Gross: I trust in Mike and the ability to forget what’s happening in the story. I mean, I read it and I sometimes forget where it is going, so it is kind of fun not to know all the threads, just like the reader doesn’t.
What has it been like collaborating with Joe Hill?
Carey: It’s been great and he is a wonderful collaborator. He lets us put our own stamp on the story, but he will sometimes come up with a great idea that we can include through his comments on the script. Joe suggested we add in a cut-away diagram of the actual doll house in issue two and it is really gorgeous. The stories in the new Hill House line all have Joe’s DNA woven through them, but they are also each unique presentations.

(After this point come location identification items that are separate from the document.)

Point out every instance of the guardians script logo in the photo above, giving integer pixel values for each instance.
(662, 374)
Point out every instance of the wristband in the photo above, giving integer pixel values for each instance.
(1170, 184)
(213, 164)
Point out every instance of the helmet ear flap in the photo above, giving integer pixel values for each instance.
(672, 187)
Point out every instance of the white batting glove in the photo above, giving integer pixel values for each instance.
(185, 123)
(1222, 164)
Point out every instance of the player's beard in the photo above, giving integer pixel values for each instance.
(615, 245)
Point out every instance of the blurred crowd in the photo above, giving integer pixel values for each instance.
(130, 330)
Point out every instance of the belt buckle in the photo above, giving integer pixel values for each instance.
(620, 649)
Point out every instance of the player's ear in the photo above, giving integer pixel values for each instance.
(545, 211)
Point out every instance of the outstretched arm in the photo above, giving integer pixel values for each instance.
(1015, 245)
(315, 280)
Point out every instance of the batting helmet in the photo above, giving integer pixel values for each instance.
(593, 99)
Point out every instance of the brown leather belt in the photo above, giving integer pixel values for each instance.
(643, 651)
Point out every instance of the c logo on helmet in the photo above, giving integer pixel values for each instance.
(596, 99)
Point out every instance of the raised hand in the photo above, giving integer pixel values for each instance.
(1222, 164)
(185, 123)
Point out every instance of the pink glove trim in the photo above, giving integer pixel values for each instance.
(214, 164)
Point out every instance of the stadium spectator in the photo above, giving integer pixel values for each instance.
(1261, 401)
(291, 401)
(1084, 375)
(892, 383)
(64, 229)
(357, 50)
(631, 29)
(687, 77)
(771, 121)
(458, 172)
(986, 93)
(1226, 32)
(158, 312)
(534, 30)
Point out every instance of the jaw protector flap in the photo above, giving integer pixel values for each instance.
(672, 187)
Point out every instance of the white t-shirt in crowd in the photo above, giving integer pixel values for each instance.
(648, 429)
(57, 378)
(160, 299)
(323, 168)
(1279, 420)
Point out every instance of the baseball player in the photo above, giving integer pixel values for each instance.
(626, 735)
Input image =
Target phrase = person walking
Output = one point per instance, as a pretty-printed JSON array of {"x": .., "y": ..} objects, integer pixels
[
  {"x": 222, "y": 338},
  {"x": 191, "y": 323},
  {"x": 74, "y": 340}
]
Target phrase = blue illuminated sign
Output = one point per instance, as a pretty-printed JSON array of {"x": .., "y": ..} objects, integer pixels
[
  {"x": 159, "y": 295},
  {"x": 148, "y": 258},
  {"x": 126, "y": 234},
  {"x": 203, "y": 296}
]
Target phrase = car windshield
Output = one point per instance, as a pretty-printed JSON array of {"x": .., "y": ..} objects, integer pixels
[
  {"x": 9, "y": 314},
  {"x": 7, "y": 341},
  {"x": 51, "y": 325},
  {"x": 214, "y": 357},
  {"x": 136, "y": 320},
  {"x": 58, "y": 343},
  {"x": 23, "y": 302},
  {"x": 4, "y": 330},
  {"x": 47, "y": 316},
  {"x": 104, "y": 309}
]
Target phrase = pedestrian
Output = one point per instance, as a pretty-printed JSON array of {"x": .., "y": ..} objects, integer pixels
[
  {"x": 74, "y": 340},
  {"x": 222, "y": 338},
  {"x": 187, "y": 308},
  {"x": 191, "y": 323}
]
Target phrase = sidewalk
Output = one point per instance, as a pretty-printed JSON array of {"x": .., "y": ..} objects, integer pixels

Gross: Everyone on the book is part of a community thread e-mail and we get to come up with some great ideas. It’s like a big family.
Carey: The whole concept of Hill House Comics is a fantastic template; the idea of a curated family of books that are great for readers and tehey have the ability to discuss all of them at once.
Besides The Dollhouse Family, do you have any other projects that you are working on?
Carey: Right now I am two thirds the way through a new science fiction trilogy that I am writing called The Book of Koli. It is a series of novels set in the far future and one I describe as a far future Huck Finn.
Gross: I am currently working on a project with Karen Berger and Josh Dysart, but I can’t say too much about it at the time. I also would like to go back and work on one of my earliest comics called Empire Lane.